I Kill Giants by Joe Kelly and Ken Nimura.

submitted by Viola?, age Secret, Secret
(January 23, 2019 - 7:55 pm)

Seraphina by Rachel Hartman

Summerkin by Sarah Prineas  

submitted by Leeli
(January 24, 2019 - 12:35 pm)

Oh dear, I haven't posted here since mid-eighth grade. Let's see, what have I read recently.

Tash Hearts Tolstoy, Kathryn Ormsbee

In terms of the book as a whole, Tash Hearts Tolstoy is a decent book with a decent plot and decent characters. I read it at Cockleburr's recommendation and I don't regret it, though. It includes really excellent representation of something I relate to strongly.

The Bluest Eye, Toni Morrison

Very good book with a lot of powerful messages. However, it has some VERY mature content and I wouldn't recommend anyone under about 14 reading it. 

Uncle Tom's Cabin, Harriet Beecher Stowe

Please, please, please don't read Uncle Tom's Cabin. It is 476 pages of pure torture. Yes, it has some powerful messages; however, Stowe's ideas when it comes to abolition aren't as good as you'd expect, not to mention that she just isn't a very good writer. It would, however, make a good soap opera.

The Autobiography of Malcolm X, Malcolm X (as narrated to Alex Haley)

This was a really interesting book. I learned a lot about Malcolm X that I didn't know; the beginning especially was really gripping. He lived a fascinating life. 

Paper Towns, John Green

If you're into John Green, you'll like Paper Towns (and probably will have already read it). I enjoy John Green because his books are always very philosophical and bring up a lot of good questions. However, I don't like the romance he includes in them, and Paper Towns was a typical example of that.

Turtles All The Way Down, John Green

Possibly my favorite John Green book. I found it really interesting and gripping, as I do with all of his books. The romance was played down a little bit, too (though that was just because of the narrator's OCD).

Vengeful, V.E. Schwab

Vengeful is the sequel to Vicious, which is an absolutely brilliant superhero-esque novel that I'm totally in love with. Vengeful lived up to Vicious's reputation and writing style, and I enjoyed it a lot. It had a really nice balance of old characters and new, and brought up some new plots and information about the characters we got to know in Vicious. However, I had my doubts about Vengeful just because I thought Vicious didn't need a sequel, and I was right. Schwab grabbed new plots out of thin air instead of continuing plots from the previous book (because there weren't any to grab - Vicious was designed to be a stand-alone novel). That was a little disconcerting at first and made some of the plots feel forced. However, overall I really liked it. (and this time she actively set herself up for a sequel, so I can't wait to see what she'll do with that.) Do note that this is an adult novel with lots of mature content.

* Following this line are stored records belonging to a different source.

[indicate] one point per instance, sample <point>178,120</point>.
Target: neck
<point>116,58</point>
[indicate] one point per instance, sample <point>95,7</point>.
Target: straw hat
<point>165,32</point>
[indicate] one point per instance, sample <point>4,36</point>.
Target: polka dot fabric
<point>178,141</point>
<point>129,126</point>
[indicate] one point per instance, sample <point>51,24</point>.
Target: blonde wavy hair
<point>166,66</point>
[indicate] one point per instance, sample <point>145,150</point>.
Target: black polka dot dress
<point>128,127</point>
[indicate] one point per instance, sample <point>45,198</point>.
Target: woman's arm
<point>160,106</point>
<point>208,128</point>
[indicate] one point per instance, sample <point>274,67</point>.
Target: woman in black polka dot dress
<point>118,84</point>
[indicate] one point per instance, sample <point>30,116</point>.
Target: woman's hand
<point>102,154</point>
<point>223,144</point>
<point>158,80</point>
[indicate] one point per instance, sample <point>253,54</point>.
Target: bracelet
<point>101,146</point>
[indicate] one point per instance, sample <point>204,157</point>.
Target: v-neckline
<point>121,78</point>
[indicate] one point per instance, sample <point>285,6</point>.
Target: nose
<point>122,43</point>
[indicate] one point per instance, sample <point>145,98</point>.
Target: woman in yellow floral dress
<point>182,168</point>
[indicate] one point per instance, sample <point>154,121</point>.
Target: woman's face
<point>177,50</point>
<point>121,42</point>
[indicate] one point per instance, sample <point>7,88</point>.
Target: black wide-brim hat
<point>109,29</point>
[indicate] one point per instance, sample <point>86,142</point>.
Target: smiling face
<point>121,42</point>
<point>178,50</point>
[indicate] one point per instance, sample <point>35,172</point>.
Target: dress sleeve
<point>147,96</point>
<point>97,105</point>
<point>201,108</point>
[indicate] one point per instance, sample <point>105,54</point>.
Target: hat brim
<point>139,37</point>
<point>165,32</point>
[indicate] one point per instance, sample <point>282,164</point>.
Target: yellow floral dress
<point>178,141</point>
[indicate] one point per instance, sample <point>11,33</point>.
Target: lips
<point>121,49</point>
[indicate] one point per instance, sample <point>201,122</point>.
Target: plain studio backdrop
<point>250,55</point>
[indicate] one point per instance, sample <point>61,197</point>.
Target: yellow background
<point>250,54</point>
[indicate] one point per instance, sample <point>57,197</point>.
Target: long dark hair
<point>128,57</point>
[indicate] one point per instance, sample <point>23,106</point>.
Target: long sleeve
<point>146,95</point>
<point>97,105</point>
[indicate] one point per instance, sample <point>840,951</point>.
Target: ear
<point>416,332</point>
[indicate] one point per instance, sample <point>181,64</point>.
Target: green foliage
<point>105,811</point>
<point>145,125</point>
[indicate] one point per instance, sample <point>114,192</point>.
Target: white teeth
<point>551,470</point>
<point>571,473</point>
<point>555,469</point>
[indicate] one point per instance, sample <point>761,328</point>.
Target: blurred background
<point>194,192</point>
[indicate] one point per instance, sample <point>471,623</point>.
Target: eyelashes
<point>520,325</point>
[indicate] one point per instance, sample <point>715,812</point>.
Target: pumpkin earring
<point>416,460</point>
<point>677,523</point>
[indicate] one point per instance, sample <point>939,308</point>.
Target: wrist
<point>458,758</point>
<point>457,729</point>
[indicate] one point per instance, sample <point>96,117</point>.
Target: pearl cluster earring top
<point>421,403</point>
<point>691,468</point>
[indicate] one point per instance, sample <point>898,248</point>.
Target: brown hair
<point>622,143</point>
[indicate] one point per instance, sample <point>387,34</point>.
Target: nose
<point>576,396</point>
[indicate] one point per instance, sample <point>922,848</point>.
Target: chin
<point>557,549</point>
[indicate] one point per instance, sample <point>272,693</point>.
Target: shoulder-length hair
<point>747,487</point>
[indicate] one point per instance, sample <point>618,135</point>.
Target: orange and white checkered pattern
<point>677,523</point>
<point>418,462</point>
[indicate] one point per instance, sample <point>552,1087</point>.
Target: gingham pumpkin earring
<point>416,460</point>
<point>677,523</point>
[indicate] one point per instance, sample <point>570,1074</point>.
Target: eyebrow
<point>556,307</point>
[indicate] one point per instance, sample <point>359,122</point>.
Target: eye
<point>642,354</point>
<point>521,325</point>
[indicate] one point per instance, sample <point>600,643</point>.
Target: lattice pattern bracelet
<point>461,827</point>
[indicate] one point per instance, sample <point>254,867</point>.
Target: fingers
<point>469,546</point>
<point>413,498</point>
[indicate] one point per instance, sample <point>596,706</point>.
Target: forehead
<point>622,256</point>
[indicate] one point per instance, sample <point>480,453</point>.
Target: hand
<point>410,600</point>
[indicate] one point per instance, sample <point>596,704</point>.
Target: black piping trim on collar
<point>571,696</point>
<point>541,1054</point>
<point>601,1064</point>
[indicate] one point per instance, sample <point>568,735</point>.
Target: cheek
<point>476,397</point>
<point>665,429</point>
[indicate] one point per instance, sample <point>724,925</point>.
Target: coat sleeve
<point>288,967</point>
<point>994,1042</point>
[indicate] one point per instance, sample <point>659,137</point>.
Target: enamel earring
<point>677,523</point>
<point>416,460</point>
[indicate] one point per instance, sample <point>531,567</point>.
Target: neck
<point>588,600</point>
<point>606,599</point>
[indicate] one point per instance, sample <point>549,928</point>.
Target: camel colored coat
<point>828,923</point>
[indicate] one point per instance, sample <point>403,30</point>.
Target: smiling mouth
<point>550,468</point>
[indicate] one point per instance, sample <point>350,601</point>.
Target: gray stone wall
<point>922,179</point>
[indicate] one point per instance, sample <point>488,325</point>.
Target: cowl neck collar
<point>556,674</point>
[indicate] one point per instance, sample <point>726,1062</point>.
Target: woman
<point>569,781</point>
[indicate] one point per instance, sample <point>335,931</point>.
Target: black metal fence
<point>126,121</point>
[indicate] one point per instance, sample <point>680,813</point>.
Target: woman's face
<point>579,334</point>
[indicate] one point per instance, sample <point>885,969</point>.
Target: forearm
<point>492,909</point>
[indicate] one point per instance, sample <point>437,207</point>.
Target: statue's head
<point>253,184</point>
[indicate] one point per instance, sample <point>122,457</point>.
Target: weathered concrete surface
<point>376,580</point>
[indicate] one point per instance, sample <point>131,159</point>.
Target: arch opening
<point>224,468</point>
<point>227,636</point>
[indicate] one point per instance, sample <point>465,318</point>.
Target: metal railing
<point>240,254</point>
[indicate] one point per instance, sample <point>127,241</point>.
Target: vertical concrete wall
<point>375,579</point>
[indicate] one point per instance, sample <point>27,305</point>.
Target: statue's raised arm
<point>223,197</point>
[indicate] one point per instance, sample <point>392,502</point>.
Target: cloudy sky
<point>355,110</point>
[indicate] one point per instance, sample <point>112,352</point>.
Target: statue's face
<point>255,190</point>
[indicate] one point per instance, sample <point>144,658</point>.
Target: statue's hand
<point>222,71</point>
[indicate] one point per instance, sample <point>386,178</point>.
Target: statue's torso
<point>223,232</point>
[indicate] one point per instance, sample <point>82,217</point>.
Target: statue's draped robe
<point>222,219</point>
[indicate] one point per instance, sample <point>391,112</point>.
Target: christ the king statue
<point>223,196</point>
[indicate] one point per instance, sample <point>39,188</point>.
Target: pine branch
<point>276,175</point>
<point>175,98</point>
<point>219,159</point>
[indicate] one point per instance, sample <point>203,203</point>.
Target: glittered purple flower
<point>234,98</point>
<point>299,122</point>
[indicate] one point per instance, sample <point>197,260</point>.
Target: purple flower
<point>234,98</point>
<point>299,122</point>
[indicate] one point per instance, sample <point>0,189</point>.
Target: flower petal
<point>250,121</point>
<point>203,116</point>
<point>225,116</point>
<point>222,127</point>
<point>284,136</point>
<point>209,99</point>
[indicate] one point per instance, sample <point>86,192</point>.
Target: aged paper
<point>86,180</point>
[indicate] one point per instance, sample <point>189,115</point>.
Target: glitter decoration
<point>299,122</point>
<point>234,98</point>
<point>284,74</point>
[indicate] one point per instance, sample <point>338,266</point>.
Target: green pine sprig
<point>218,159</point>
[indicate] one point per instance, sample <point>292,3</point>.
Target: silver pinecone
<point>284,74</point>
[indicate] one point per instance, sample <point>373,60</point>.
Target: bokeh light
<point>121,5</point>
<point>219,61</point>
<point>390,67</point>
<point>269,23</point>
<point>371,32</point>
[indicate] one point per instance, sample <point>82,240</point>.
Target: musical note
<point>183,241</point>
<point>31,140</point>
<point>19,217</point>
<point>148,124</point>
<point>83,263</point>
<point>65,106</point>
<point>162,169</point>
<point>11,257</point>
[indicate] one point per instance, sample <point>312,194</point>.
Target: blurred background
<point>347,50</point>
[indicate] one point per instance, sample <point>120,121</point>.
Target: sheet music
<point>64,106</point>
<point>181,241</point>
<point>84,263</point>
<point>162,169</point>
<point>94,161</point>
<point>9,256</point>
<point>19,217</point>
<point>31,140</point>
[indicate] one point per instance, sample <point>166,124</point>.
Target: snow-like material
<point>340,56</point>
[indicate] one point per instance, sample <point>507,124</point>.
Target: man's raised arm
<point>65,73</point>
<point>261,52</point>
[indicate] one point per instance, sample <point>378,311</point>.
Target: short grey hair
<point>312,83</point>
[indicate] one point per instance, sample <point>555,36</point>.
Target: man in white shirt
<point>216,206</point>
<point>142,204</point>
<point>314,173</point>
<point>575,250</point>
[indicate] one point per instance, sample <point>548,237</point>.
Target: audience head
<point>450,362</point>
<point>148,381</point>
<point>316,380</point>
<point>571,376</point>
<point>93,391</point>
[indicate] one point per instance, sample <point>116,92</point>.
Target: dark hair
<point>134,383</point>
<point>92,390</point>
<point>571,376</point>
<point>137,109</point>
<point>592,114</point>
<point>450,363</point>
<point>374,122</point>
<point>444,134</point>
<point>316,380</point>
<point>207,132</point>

American Gods, Neil Gaiman

Brilliant book is pretty much all I can say. I love Neil Gaiman. It has some mature content; is definitely an adult novel.

(I read a ton of Neil Gaiman, name a book by him and I read it, but I'm not going to list all of them because that would take ages.)

The Hate U Give, Angie Thomas


submitted by St.Owl, In The Subtext
(January 24, 2019 - 4:12 pm)

Ahhhh so many to say but I have to go so I'll just say The Willow Falls Series and the Candymkers, both by Wendy Mass!